SUBSCRIBE NOW
$1 for 3 months. Save 97%.
SUBSCRIBE NOW
$1 for 3 months. Save 97%.

ACLU weighs in on York City's policy on releasing police body-cam footage

Liz Evans Scolforo
York Dispatch
Police body camera

The ACLU of Pennsylvania has weighed in on Mayor Michael Helfrich's plan to review York City's policy of never releasing police body-camera footage to the public.

Responding Tuesday to a York Dispatch article reporting that Helfrich hopes to modify the policy, the state chapter of the American Civil Liberties Union noted on Twitter that making such police videos more readily available to citizens is in the public interest.

"He appears to be taking this very seriously," Liz Randol, legislative director for ACLU of Pennsylvania, told The York Dispatch on Wednesday. "Certainly we would encourage that and would be more than happy to assist in any way."

Making public certain body-cam footage — such as disputes between officers and citizens — is a way for officials to be accountable to the people of a community, according to Randol.

"Accountability and transparency are hard to come by if the public doesn't have access to (that information)," she said.

Pennsylvania's Act 22 of 2017 has an investigative exemption that allows police agencies and public officials to withhold body-camera video indefinitely — even after a case is closed and the defendant and victim are dead, according to Melissa Melewsky, media law counsel for the Pennsylvania NewsMedia Association.

"That's bad for public access and doesn't help law enforcement either. ... I can't fault law enforcement for being cautious, but I think that caution is sometimes applied too broadly, and is inconsistent with the public interest," she said. "Once you reach a certain point in an investigation, there needs to be some guaranteed access."

Want to see what happened between a York County judge and city cop? You can't

'Byzantine process': Randol noted that Act 22 excludes body-camera video from the state's Right-to-Know Law and instead creates a "byzantine," or overly difficult, process for members of the public to navigate.

For example, citizens who are refused what they believe is a public document can appeal to the state Office of Open Records. But Act 22 changed that process for police body-camera video, meaning a member of the public must actually appeal in common pleas court, which could be cost-prohibitive for those who can't afford attorneys.

Now-retired York City Police Chief Troy Bankert's policy was to never release body-camera video, according to the mayor.

Helfrich said he hopes to create a fair, logical policy going forward that gives the public access where appropriate.

York City Mayor Michael Helfrich

"I'm glad the ACLU is in support of us reevaluating the city's policy," Helfrich said.

He noted that for mayors, the issue of releasing or not releasing body-camera footage "is something we are all struggling with."

The mayor said he is especially interested in finding a way to release body-camera footage that will assuage citizens' concerns about a police incident, or even help quell public unrest.

Helfrich said he intends to review policies of a number of cities that do release body-camera footage when certain criteria is met.

Specifically, he said, the policy in Louisville, Kentucky, is for an executive team that includes the police chief, mayor and others to evaluate whether video should be released, and to try to do that quickly — especially in cases where officials are trying to push back against "potential disinformation that could cause public unrest."

ACLU tweets: On Tuesday, the ACLU of Pennsylvania stated on Twitter that when the state's Legislature was debating changes to the state wiretap act, which is what led to the creation of Act 22, "we adamantly advocated for balancing transparency and privacy."

"They didn't listen and exempted police-produced video as an open record. But local governments can be more transparent. Police body cameras have been trumpeted as a tool for accountability. But they're not if the police decide when and if video is ever released," the ACLU tweeted. "It is in the public interest for (Helfrich and York City) to consider policy revisions that make police-produced video more readily available to the people."

Helfrich's review of York City's current policy came after York City and the York County District Attorney's Office declined requests from The York Dispatch to release body-camera video of a confrontation between a city police officer and York County Common Pleas Judge Matthew D. Menges.

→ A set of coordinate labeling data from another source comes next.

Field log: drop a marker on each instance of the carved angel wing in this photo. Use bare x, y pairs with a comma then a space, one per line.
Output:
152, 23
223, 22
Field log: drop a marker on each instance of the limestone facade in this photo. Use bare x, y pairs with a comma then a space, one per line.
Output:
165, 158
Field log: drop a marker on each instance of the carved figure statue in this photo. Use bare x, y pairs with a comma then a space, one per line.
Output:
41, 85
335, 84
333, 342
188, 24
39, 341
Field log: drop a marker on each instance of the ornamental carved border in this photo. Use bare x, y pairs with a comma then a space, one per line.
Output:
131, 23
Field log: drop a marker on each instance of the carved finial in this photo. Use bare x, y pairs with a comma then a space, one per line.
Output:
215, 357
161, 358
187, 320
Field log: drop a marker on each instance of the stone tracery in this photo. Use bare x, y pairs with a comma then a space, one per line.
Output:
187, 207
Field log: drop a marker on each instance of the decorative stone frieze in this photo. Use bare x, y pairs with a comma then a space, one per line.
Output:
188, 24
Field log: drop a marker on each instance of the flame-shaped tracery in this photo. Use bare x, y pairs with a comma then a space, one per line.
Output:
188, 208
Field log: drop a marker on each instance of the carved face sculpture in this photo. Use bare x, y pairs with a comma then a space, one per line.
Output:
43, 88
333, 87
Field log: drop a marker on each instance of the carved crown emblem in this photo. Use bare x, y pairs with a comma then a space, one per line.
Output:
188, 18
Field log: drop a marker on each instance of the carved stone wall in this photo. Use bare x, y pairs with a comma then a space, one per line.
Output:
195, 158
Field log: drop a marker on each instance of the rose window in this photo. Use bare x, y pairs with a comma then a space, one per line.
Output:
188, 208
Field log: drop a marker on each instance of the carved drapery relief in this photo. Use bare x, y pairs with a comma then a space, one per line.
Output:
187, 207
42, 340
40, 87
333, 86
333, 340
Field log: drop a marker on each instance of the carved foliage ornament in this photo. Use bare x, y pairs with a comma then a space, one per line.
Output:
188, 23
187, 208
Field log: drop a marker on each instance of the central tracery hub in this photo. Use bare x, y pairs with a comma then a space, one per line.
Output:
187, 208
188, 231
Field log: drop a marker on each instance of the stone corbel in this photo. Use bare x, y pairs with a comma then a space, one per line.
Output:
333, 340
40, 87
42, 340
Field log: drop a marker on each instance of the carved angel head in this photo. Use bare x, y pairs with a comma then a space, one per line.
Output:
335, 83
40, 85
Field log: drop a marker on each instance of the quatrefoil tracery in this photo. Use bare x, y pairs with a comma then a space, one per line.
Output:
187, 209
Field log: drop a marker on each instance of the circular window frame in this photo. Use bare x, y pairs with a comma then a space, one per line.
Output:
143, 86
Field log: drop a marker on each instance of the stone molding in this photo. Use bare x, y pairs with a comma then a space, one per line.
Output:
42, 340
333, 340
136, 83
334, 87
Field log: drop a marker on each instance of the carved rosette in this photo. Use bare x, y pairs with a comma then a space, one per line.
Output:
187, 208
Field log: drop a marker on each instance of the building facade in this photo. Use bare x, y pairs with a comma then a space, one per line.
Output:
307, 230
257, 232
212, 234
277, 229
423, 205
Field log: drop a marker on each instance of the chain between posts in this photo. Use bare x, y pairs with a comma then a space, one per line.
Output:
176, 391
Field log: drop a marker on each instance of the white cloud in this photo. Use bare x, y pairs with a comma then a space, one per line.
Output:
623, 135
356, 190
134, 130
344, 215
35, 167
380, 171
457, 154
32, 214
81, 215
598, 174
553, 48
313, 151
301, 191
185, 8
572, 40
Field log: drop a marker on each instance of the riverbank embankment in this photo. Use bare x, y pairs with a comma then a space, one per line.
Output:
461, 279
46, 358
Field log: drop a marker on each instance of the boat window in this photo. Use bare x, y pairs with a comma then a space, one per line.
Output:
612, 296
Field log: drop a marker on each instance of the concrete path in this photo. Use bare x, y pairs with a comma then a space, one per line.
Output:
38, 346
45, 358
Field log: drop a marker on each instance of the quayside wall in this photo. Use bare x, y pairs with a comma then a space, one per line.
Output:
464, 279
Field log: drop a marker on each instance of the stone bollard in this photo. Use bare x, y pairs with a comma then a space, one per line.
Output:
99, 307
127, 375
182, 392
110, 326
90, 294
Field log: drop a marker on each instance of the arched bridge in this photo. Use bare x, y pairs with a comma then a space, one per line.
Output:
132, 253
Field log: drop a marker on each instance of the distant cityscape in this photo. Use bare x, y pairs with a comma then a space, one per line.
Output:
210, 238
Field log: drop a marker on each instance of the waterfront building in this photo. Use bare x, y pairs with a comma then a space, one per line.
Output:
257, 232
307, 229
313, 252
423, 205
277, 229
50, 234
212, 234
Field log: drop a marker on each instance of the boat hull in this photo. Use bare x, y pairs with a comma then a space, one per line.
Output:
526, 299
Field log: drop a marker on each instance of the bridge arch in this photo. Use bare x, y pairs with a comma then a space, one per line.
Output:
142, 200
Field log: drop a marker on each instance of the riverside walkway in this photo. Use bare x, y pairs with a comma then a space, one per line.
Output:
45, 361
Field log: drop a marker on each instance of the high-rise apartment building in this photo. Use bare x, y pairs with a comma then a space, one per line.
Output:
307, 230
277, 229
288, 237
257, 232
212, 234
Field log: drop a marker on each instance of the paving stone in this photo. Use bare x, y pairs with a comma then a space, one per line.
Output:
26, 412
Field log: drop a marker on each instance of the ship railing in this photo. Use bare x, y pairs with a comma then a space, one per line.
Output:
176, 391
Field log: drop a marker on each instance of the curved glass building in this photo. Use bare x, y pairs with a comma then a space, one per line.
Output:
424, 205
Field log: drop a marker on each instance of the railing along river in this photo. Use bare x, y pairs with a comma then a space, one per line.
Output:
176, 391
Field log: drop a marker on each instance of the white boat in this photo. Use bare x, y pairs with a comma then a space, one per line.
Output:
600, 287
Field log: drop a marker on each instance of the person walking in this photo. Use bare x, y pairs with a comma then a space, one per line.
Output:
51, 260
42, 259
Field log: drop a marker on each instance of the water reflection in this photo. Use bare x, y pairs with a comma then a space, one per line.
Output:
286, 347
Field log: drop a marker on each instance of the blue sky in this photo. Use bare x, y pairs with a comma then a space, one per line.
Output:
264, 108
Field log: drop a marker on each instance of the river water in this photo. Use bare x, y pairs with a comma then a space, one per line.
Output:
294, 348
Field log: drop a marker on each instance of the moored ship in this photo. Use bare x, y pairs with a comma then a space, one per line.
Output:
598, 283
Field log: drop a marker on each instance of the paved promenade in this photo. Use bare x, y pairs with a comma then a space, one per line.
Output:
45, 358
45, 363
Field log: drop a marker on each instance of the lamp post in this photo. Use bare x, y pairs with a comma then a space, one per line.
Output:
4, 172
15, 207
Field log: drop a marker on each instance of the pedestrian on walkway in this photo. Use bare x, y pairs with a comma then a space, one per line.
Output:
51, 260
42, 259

Officer Alexander Nova noted that the judge nearly ran him over on Jan. 21 after refusing to obey a traffic directive.

Matthew Menges is sworn in as Court of Common Pleas judge during a ceremony at the York County Administrative Center Friday, Jan. 3, 2020. Oaths of office were administered to county and court officials. Bill Kalina photo

The York County District Attorney's Office later determined Menges didn't recklessly put Nova's safety at risk.

Menges pleaded guilty Feb. 18 to three traffic summary offenses. He has 30 days to appeal, but Pennsylvania's Act 22 allows law enforcement agencies to keep video footage from the public even after a case is closed.

The mayor confirmed that once a new policy is in place, it will be used to determine whether the Menges video will be made public.